Ainda refletindo: Onde estão inseridos estes povos nos dias atuais? Libertar o negro escravo não bastou para dignifica-lo ante toda a circunstância histórico-cultural da sociedade brasileira. Com isso o desprezo ao trabalho, principalmente o manual por trazer a lembrança da época da escravidão, começou a se dissipar e fazer com que a sociedade trabalhadora começasse a mudar o seu opinião quanto à importância do trabalho.
A esperança popular surge com o fim da República Velha, pois em 1930 Getúlio Vargas assume o comando da nação lançando uma ideia política de valorização do trabalhador, trocando um Estado parcial, opressor e arbitrário por um que se apresenta como equitativo, neutro e acima dos interesses de classe. Getúlio Vargas encontrou uma população desprovida de importância como cidadão e proporcionou a eles uma forma de mudar esse ponto de vista através do trabalho.
A extrema pobreza e a sensação de injustiça social afligiam a nação, assim Vargas direcionou sua política, como meio de superar a pobreza, individual e coletiva, valorizando o trabalho, de modo que por meio deste o operário fosse elevado a categoria de cidadão. O trabalho não seria mais visto como um castigo ou a condição inerente aos menos beneficiados, ele tinha a função de diferenciar o homem honesto do desocupado, ou seja, ele dignificava o homem, integrando-o à sociedade em que vivia.
Neste sentido, passo importante na tentativa de dignificação do trabalho foi a criação a Carteira Profissional, que originou a atual Carteira de Trabalho e Previdência Social, através do Decreto nº 21.175/32, pois o trabalhador passou a ter uma identidade, ou seja, ele passou a ser alguém. A Carteira Profissional era um atestado de conduta do trabalhador, porque nela havia espaços para anotações policiais, as quais praticamente obrigavam o trabalhador a tê-la sempre consigo para não ser acusado de inatividade.

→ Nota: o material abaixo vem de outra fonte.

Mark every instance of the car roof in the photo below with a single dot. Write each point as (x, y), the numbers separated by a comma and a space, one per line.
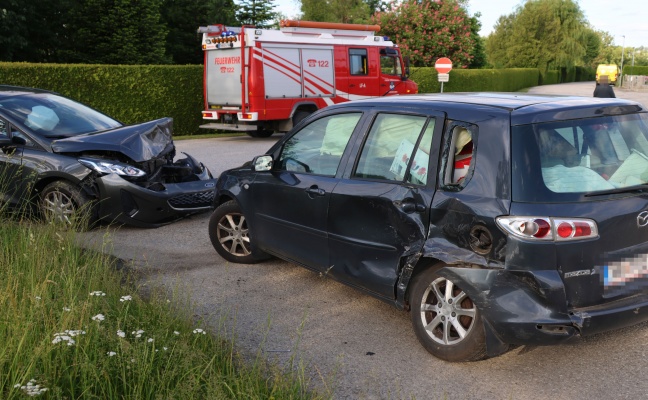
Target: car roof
(523, 108)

Na história do Brasil há mais anos de escravidão do que de trabalho remunerado livre, o qual por muito tempo fora considerado indigno, especialmente por trazer a lembrança da época da escravatura.
A “abolição da escravatura” (1888) ocorreu apenas um século antes da atual Constituição Brasileira (1988), a qual traz em seu cerne a elevação do trabalho como direito fundamental para o exercício da plena cidadania e forma de dignificação do homem perante a sociedade. A Constituição Federal de 1988 expressa em seu art. 1º que a República Federativa do Brasil constitui-se em um Estado Democrático de Direito e tem como fundamentos a dignidade da pessoa humana, a cidadania e o valor social do trabalho, conferindo-lhe em seu art. 6º o status de Direito Social.

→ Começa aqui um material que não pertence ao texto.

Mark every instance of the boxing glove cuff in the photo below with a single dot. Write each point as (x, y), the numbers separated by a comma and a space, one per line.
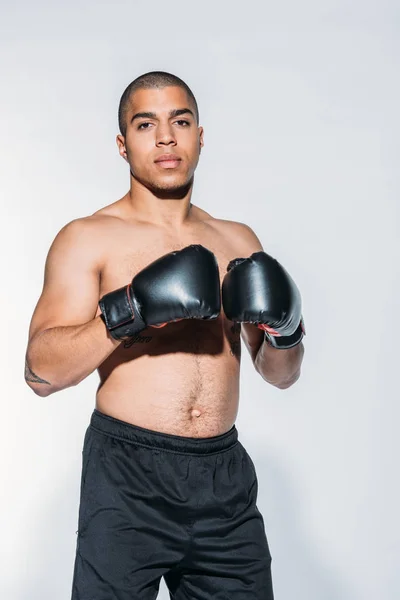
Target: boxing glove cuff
(286, 341)
(120, 315)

A luta pela dignidade do trabalhador é histórica. O golpe foi saudado pelo jornal O Estado de S. Paulo como o fim da Era Vargas 64, mas a Consolidação das Leis do Trabalho não acabou. Além da repressão a sindicatos e greves, os economistas da ditadura encontraram uma maneira mais “técnica” para rebaixar salários: uma fórmula de correção de salários que não os protegia da inflação, mesmo quando seu cálculo não era manipulado (como em 1973). Depois de cair 35% entre 1964 e 1967, o salário mínimo despencou mais de 40% entre 1979 e 1984.
A luta para civilizar as relações de trabalho no último país ocidental a revogar a escravidão parecia ter tido uma vitória definitiva com a Constituição de 1988. Mas seu sentido como “Constituição Cidadã” não é só reformado, é revertido em 2017, um século depois de que nossa “questão social” foi chamada de “caso de polícia”.

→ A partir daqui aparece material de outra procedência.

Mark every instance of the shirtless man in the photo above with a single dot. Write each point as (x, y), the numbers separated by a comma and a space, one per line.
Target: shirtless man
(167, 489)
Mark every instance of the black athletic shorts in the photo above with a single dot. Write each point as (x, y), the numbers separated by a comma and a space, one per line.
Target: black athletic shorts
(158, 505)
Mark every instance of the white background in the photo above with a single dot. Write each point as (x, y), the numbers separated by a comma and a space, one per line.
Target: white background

Em contexto de grande desemprego, a possiblidade de trocar o legislado pelo negociado em contratos “livres” se assemelha à liberdade da raposa no galinheiro. Não há espaço para discutir com detalhe a reforma trabalhista, mas o sentido da mesma é o de humilhar o trabalhador à condição de um “insumo” barato, rebaixando os padrões de civilidade em nossa vida social.